Blessed Down to Our Bones 1

Last summer, my six-year-old buddy Sam Stableford spotted a foot-long bone in my garden. “What’s that?” he asked.

“It’s a bone.”

“Where did it come from?”

“From a cow.”

I offered it to him. He fingered it gingerly. “Did the cow die?”

“Yes. My brother’s dog found the bone. The cow wasn’t using it anymore.”

Like me, Georgia O’Keefe collected sun-bleached bones for their beauty. But Sam seems more scientifically inclined. He eagerly asks about the names of plants, how they grow and die, where their seeds hide, why they wilt and how to revive them.

Stroking the bone’s chalky surface and peering into its cavity, Sam asked, “Why is it hollow?”

“It wasn’t hollow when the cow was alive. There was marrow inside.”

“I know about that!” he exclaimed. “The stuff inside bones helps me fight sickness. Bones send your blood to fight germs.”

“That’s right. Your veins carry blood all around your body.” I knelt and rolled back my sleeve. “See these blue lines?” Sam placed his fingers on my pale wrist and pulled it toward him. “Those are my veins. You can probably see mine, but not yours.”

“That’s because you’re old,” Sam observed gravely.

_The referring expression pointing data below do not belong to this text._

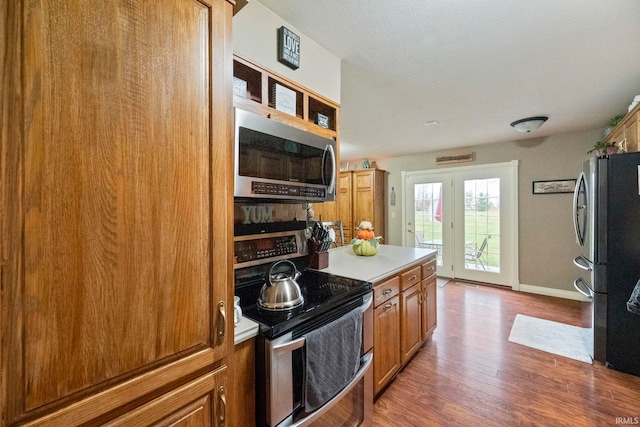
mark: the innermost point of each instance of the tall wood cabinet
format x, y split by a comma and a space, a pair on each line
116, 205
360, 197
627, 133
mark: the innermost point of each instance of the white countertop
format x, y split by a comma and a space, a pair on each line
244, 329
388, 261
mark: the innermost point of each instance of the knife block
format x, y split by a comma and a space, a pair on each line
316, 259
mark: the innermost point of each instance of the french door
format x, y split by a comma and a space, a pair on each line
469, 215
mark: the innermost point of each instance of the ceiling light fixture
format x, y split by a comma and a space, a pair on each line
529, 124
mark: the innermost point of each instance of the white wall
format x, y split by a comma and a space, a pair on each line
255, 31
546, 240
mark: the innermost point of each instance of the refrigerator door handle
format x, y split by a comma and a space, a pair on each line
583, 263
579, 210
582, 287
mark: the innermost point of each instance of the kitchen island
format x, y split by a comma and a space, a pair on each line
390, 260
405, 312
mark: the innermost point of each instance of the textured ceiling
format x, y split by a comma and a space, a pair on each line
473, 65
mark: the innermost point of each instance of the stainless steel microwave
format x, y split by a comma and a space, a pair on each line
277, 161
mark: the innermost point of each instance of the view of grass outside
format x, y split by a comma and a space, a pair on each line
481, 219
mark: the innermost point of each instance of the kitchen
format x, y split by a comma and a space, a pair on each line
178, 371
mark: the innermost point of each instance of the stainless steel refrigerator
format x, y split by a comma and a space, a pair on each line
606, 216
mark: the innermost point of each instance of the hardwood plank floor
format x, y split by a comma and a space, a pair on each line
470, 374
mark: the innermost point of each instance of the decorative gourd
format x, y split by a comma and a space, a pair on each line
366, 243
366, 234
365, 248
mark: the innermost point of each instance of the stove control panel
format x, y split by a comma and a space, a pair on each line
260, 249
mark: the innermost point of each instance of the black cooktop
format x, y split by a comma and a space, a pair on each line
323, 293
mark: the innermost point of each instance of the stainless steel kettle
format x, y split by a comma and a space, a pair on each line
281, 292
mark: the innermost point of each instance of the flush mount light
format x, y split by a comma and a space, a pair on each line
529, 124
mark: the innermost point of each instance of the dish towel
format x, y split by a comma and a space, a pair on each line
333, 358
633, 305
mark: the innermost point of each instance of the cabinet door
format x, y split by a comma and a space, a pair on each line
631, 132
199, 403
345, 203
386, 342
363, 207
410, 322
116, 270
617, 135
429, 307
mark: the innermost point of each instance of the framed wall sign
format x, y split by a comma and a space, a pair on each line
556, 186
288, 48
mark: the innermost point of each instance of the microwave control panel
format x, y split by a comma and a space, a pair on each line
287, 190
253, 250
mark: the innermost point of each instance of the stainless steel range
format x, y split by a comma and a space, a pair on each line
313, 358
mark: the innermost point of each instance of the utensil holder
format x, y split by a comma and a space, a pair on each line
316, 259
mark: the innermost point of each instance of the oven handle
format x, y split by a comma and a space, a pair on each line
367, 359
299, 342
289, 346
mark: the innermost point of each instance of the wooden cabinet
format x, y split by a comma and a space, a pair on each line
254, 90
115, 278
405, 317
244, 391
627, 133
360, 197
429, 318
386, 337
410, 322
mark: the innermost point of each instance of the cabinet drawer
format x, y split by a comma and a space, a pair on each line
429, 268
410, 278
386, 290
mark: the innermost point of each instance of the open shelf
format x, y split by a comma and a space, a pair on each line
259, 97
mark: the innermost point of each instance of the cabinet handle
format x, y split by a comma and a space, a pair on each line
222, 322
222, 407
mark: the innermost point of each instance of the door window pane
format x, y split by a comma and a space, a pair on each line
482, 224
428, 217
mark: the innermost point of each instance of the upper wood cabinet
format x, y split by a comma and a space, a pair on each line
117, 136
627, 133
360, 197
254, 90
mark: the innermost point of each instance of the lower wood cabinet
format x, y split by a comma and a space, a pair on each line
411, 322
197, 403
244, 380
386, 342
404, 318
429, 315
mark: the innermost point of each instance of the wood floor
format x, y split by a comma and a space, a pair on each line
469, 374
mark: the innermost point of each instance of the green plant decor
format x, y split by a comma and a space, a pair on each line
601, 146
616, 120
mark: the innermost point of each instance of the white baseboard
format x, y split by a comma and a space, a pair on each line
551, 292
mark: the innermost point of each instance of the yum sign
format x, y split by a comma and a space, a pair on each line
257, 214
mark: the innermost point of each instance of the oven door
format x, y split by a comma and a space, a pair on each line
285, 382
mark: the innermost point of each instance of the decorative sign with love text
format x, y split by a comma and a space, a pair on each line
288, 48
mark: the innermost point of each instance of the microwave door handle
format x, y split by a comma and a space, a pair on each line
332, 183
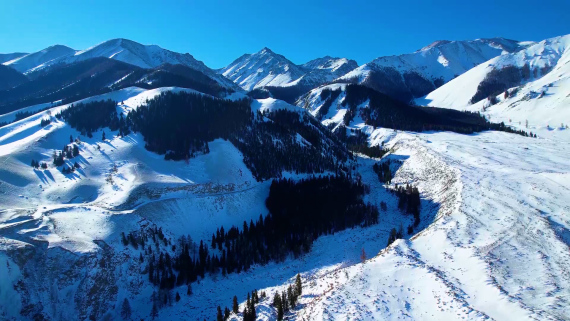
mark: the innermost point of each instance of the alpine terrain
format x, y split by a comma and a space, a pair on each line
137, 183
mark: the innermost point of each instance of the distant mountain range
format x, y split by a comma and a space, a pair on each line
447, 73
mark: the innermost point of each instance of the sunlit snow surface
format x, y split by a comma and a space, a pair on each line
494, 244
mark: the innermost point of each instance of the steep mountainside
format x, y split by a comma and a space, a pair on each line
84, 78
413, 75
11, 56
264, 68
123, 50
530, 85
268, 69
47, 56
10, 78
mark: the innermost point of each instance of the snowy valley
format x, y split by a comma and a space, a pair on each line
160, 153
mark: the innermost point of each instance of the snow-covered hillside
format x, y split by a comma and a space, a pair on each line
144, 56
30, 61
263, 68
413, 75
540, 97
492, 241
11, 56
498, 248
266, 68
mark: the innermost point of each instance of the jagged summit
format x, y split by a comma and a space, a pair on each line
267, 68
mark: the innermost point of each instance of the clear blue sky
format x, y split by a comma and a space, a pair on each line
217, 32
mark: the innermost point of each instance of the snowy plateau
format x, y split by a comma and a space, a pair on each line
493, 242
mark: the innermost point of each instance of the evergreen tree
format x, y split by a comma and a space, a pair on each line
154, 311
235, 305
226, 313
291, 296
277, 302
219, 316
363, 255
126, 310
298, 285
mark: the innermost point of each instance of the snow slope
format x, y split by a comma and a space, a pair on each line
11, 56
30, 61
541, 99
144, 56
498, 248
415, 74
266, 68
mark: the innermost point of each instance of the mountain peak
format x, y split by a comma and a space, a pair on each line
434, 44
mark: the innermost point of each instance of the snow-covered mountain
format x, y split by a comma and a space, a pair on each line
124, 50
415, 74
492, 241
11, 56
266, 68
10, 78
263, 68
530, 85
31, 61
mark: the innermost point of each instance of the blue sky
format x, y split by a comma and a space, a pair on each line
217, 32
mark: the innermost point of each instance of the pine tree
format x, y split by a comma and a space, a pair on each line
235, 305
298, 285
279, 306
284, 301
154, 311
291, 296
126, 310
189, 291
219, 316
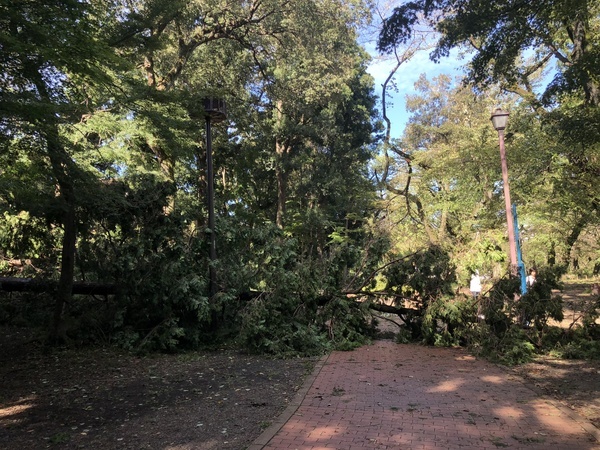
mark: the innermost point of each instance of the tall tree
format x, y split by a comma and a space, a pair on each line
53, 59
513, 40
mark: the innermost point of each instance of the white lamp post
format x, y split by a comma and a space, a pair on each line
214, 111
499, 120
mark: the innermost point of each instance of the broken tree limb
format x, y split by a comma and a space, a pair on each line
14, 284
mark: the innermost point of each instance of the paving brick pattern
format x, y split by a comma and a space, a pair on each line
394, 396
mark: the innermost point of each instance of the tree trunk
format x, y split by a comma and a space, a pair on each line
282, 151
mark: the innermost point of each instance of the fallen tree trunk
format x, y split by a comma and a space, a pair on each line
14, 284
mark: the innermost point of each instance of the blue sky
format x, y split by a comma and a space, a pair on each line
405, 78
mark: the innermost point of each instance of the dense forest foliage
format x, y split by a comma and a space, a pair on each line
321, 217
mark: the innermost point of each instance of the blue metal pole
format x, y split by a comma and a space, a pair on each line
520, 264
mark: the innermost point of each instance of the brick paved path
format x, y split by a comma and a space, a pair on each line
393, 396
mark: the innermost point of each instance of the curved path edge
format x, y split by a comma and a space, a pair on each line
291, 409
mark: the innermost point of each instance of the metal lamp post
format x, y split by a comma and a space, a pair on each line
214, 111
499, 120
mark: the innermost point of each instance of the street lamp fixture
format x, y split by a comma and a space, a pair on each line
214, 111
499, 121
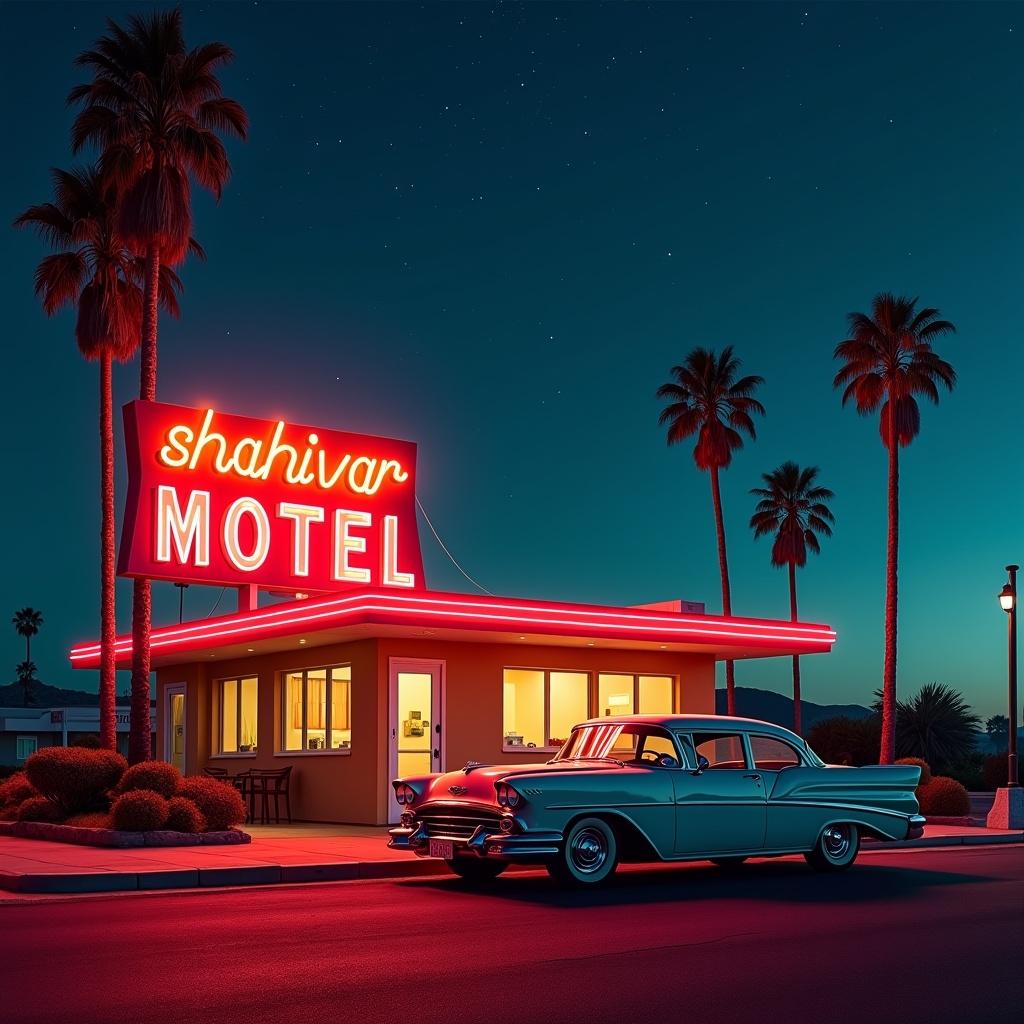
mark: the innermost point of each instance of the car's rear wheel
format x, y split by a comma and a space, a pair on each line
476, 868
836, 849
727, 861
589, 855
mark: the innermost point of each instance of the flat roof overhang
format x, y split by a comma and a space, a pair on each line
433, 614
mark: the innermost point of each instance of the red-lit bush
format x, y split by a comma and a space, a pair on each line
140, 810
156, 775
220, 803
926, 771
943, 797
74, 777
15, 790
40, 809
183, 815
94, 819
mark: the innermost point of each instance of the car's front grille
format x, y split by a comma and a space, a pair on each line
461, 824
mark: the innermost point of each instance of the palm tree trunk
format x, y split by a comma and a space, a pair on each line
797, 721
108, 626
723, 565
888, 752
138, 741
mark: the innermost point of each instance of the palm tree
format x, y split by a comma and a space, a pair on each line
26, 676
27, 623
793, 509
94, 271
155, 110
888, 360
937, 725
707, 399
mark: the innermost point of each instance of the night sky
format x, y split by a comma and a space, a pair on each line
493, 229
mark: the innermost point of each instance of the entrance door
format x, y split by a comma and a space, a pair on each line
174, 726
416, 745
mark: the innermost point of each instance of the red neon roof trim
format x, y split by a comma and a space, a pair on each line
465, 611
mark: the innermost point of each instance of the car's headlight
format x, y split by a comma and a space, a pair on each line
507, 797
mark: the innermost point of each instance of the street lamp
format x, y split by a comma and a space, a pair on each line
1008, 811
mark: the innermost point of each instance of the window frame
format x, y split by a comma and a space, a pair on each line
546, 748
751, 736
284, 751
219, 751
17, 741
673, 679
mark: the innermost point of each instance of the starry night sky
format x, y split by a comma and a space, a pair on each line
493, 229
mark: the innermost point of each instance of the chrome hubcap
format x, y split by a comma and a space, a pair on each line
836, 841
588, 851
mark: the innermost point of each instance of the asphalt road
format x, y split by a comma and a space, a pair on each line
904, 936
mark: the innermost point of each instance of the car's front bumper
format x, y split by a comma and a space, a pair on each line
530, 847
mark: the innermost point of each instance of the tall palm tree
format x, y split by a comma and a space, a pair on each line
95, 271
27, 676
707, 398
27, 623
888, 361
793, 509
155, 110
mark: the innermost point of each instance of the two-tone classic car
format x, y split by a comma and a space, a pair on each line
655, 787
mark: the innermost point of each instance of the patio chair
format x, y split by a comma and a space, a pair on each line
268, 784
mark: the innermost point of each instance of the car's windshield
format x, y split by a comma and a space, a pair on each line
627, 742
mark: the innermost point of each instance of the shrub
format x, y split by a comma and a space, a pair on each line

“Well, yes,” I ventured. “I’m a lot older than you. But it’s also because I’m pale, like your sister.”

Sam’s sister Annabelle is a blue-eyed blonde with hair like corn silk. Sam has black lamb’s fleece and ebony eyes as graceful as a gazelle’s. From the first time I saw him, I knew that he was originally African, not African-American.

Sam examined the bone for a moment, then said, “I will be sorry when you die.”

I was taken aback, then quickly reflected that it was good that someone would miss me. My husband Mason is a generation older than I am, and I have no children. “Well, I won’t die for a long time, Sam.”

“Will you be around when I finish college?” he asked.

“Yes. I’m 62. Not that old.”

“Will Mason be alive when I finish college?”

“Maybe. Mason is 83, and when you live past 76, the doctors really don’t know how long you will go on. Americans live a long time.”

“Am I an American?” Sam asked.


“What’s an American?”

Hmm. At the time, I didn’t know how my neighbors came to adopt Sam, and I didn’t know why Sam’s mother Megan had encouraged our relationship. So I was thoughtful about what I said.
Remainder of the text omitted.